Applicability of Stable Murine Cell Lines for Melanoma Research

Abstract

The rates of malignant melanoma are on the rise and, in some populations, lifetime incidence is as high as 1 in 50 individuals. These frequencies are especially concerning given that the current 5-year survival rate of patients with late-stage melanoma is only 15%. While several treatment options have shown promise in the clinic, resistance to therapeutic drugs is common in many patients, emphasizing the need to develop more effective treatment options and a better understanding of the molecular mechanisms driving melanoma development and drug resistance. Many studies seek to develop immune-based strategies to complement current treatment options and increase efficacy; however, the reliance of human melanoma cell lines on xenografts in immune-compromised mice makes immune-based studies difficult. This review discusses available mouse models of melanoma with the common BRAF^V600E mutation, describes a protocol devised to generate syngeneic murine cell lines from one of these mouse models, and highlights potential applications for the use of these cell lines in biotechnology research.

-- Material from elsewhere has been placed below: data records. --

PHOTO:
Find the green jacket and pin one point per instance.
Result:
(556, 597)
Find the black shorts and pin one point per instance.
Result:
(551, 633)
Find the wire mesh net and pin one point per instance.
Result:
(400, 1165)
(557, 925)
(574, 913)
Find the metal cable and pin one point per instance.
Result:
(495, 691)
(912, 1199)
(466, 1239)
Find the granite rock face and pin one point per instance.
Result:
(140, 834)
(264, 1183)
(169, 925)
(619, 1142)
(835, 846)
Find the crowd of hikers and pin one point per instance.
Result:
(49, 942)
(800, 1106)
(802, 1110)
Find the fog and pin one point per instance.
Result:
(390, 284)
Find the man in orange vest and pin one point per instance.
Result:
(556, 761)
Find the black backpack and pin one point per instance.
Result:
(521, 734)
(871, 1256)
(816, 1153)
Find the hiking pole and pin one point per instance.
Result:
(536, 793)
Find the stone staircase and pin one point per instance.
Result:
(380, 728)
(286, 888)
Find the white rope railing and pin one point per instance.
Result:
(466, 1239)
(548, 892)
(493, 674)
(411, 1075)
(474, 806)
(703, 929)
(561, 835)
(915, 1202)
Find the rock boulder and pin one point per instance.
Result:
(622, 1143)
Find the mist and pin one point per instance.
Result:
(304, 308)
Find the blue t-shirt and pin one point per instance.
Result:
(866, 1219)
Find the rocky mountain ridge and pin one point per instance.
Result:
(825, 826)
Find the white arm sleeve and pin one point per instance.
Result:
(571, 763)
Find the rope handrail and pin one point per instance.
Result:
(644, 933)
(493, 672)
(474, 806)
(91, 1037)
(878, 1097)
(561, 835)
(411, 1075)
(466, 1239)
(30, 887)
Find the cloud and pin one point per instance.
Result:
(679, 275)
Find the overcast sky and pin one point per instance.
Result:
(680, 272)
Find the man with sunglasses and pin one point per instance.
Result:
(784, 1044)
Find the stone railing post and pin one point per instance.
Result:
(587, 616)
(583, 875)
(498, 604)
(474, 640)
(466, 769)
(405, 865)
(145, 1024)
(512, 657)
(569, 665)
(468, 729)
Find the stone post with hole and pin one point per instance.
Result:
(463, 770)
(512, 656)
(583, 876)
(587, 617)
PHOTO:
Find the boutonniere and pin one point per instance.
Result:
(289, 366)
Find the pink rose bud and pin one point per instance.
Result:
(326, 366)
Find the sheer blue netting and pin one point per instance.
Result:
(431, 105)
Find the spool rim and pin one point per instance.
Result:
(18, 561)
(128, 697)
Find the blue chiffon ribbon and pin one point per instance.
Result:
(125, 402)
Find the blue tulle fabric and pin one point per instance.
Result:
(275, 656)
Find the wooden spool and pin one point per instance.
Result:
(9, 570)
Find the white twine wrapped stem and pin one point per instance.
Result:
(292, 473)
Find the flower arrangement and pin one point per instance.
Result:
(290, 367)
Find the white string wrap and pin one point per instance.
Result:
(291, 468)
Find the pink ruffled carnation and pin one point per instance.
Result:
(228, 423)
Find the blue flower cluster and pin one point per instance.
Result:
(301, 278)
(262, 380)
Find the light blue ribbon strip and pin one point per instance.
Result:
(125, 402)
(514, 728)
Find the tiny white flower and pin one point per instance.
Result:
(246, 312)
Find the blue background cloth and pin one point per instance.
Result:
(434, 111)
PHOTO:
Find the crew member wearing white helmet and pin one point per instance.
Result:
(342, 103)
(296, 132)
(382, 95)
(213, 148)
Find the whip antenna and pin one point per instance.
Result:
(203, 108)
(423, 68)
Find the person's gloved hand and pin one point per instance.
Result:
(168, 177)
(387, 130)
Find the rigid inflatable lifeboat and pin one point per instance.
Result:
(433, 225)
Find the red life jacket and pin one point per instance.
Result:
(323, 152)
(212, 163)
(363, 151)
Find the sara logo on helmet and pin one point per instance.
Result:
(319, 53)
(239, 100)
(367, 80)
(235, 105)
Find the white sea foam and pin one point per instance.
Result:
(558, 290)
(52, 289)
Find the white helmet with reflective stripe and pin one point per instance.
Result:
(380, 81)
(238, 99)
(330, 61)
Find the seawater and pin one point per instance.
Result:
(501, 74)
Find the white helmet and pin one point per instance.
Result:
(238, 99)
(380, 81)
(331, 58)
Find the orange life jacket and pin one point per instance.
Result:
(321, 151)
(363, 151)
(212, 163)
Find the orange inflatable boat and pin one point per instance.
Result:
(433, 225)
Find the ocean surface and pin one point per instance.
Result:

Mouse Models of BRAF^V600E Melanoma

Invasive melanoma is often associated with a mutation in the BRAF oncogene,^1,2 with the most common being BRAF^V600E, which is found in 50% of human melanomas. The BRAF^V600E protein promotes melanoma progression by constitutively activating mitogen activated protein kinase (MAPK) signaling cascades^1–5 and subsequent downstream genes.^1–5 BRAF^V600E is involved not only in the initiation and progression of melanoma, but also in tumor maintenance, making it a good drug target. The small molecule inhibitor, vemurafenib (also known as PLX4032 or its sister compound, PLX4720) binds specifically to the V600E mutated version of BRAF, blocking constitutive activation of the MAPK pathway in the tumor cells,⁴ and inducing rapid tumor regression.^3,6–8 However, development of drug resistance is a major clinical problem for patients with BRAF^V600E mutant melanoma, as the majority of patients are refractory to vemurafenib in less than 1 year of starting the therapy.^1,4,8 Therefore, there is a need to understand the molecular and cellular mechanisms underlying the BRAF mutation, and to develop additional or combination therapeutic strategies, such as immune-based treatments to complement vemurafenib.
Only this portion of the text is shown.